Ces recherches sur la culture acheuléenne au niveau des carrières Thomas ne datent pas d’aujourd’hui. Elles remontent à 1988 et sont le résultat de la combinaison de plusieurs disciplines scientifiques. À titre indicatif, on a procédé à l’étude des outillages utilisés à cette époque, on a aussi eu recours à des études lithostratigraphiques concernant le contexte géologique de ce site archéologique, on a également effectué des recherches biostratigrafiques sur les fossiles d’animaux. D’autres nouvelles études effectuées ces dernières années se sont ajoutées aux anciennes et ont permis l’acquisition de données très fiables et une datation plus précise. Je cite, à cet égard, les études magnétostratigraphiques et les études géochimiques. À partir de ces études, anciennes et nouvelles, on a réussi à élaborer et à établir ce cadre chronostratigraphique, d’où l’importance d’associer d’autres disciplines scientifiques et de nouvelles techniques. Je voudrais préciser, à cet effet, que l’article paru dans la revue «Scientific Reports» a été signé par 17 auteurs appartenant à des institutions et des laboratoires du Maroc, de France et d’Italie, exerçant dans divers domaines 
scientifiques.

À votre avis, quel est l’intérêt de cette découverte archéologique au-delà de la dimension purement scientifique ?
Une découverte archéologique n’est pas une fin en soi. Son importance réside surtout dans la détermination du contexte chronologique. Si on n’a pas une datation précise du vestige, la découverte en elle-même perd de son importance.

Que représente pour vous la publication de la découverte de l’Acheuléen de Casablanca dans une revue scientifique de renommée internationale ?

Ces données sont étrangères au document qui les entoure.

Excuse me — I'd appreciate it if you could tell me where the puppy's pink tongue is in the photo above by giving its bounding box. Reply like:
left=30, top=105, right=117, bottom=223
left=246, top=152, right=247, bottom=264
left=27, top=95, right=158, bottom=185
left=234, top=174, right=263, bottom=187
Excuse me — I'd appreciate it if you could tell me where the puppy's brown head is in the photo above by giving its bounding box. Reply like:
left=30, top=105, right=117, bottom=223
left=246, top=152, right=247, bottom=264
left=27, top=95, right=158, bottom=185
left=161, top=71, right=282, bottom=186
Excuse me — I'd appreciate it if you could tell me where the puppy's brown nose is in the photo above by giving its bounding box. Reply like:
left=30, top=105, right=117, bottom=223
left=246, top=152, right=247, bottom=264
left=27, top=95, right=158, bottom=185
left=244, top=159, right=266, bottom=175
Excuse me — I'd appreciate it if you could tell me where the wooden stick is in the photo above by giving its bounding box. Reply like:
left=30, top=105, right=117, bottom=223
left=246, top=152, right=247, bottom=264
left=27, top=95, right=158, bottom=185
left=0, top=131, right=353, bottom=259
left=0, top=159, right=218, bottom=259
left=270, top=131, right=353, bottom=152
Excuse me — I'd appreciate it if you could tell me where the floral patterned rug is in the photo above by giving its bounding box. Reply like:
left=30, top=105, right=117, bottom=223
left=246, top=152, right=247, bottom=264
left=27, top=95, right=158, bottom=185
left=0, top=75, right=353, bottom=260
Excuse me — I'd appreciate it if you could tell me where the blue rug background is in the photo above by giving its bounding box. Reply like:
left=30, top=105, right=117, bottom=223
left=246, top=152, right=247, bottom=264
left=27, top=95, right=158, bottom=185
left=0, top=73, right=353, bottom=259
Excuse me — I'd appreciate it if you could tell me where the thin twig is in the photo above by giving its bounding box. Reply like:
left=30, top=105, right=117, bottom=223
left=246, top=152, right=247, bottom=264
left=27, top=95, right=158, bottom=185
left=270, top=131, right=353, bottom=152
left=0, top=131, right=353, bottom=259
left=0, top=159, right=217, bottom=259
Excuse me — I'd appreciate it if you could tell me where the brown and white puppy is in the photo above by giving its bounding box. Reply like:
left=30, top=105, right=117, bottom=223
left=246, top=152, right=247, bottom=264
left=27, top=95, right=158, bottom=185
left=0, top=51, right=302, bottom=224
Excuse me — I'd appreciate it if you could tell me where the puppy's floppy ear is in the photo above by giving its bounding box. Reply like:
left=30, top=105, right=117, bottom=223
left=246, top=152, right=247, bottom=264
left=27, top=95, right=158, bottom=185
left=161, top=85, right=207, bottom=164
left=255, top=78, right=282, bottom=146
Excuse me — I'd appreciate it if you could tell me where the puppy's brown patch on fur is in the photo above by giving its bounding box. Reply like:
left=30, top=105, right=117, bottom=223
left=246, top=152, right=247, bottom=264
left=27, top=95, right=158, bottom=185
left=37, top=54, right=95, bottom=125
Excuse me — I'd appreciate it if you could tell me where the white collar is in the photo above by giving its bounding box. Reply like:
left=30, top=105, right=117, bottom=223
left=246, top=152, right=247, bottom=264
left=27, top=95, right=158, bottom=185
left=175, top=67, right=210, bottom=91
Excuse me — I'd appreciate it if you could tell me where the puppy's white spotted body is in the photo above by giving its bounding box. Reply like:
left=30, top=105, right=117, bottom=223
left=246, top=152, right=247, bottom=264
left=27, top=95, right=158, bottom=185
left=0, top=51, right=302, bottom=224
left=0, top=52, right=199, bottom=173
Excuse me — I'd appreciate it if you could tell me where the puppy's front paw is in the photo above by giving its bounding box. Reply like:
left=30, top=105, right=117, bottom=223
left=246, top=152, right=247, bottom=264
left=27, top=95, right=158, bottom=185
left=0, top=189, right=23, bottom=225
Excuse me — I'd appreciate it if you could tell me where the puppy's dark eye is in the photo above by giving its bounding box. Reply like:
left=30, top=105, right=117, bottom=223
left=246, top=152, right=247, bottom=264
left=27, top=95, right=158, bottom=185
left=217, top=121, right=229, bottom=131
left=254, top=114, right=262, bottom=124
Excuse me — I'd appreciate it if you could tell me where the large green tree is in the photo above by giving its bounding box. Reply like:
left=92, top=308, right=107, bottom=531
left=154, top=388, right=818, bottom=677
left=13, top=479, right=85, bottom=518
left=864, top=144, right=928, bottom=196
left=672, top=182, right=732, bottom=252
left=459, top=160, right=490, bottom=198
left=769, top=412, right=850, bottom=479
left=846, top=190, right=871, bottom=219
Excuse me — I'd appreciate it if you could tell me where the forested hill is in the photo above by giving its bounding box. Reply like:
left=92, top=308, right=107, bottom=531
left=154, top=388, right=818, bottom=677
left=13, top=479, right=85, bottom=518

La publication de cette découverte archéologique, le 28 juillet 2021, dans le magazine «Scientific Reports», constitue un grand exploit, compte tenu de la rigueur scientifique de ses publications et de l’aura internationale dont il jouit. La publication d’un article sur la carrière Thomas 1 à Casablanca au Maroc témoigne et atteste l’importance de cette découverte et, aussi, l’intérêt scientifique que suscitent ces sites du paléolithique ancien de Casablanca. À travers cette nouvelle datation de la présence de la culture acheuléenne, le débat scientifique archéologique accorde désormais au Maroc le même intérêt que celui accordé à l’Afrique de l’Est ou à l’Afrique du Sud. Je voudrais juste signaler qu’on a déjà publié dans cette revue scientifique deux articles en 2020. Le premier sur les traces, de 700.000 ans, des plus anciennes boucheries découvertes en grottes sur le continent africain, tandis que le deuxième article concerne la carrière Thomas 1 et porte sur les techniques spéciales de fabrication de petits éclats laminaires appartenant à la culture acheuléenne. Une découverte qui a démontré que l’homme acheuléen était capable d’opérer des techniques élaborées nécessitant de grandes capacités cognitives.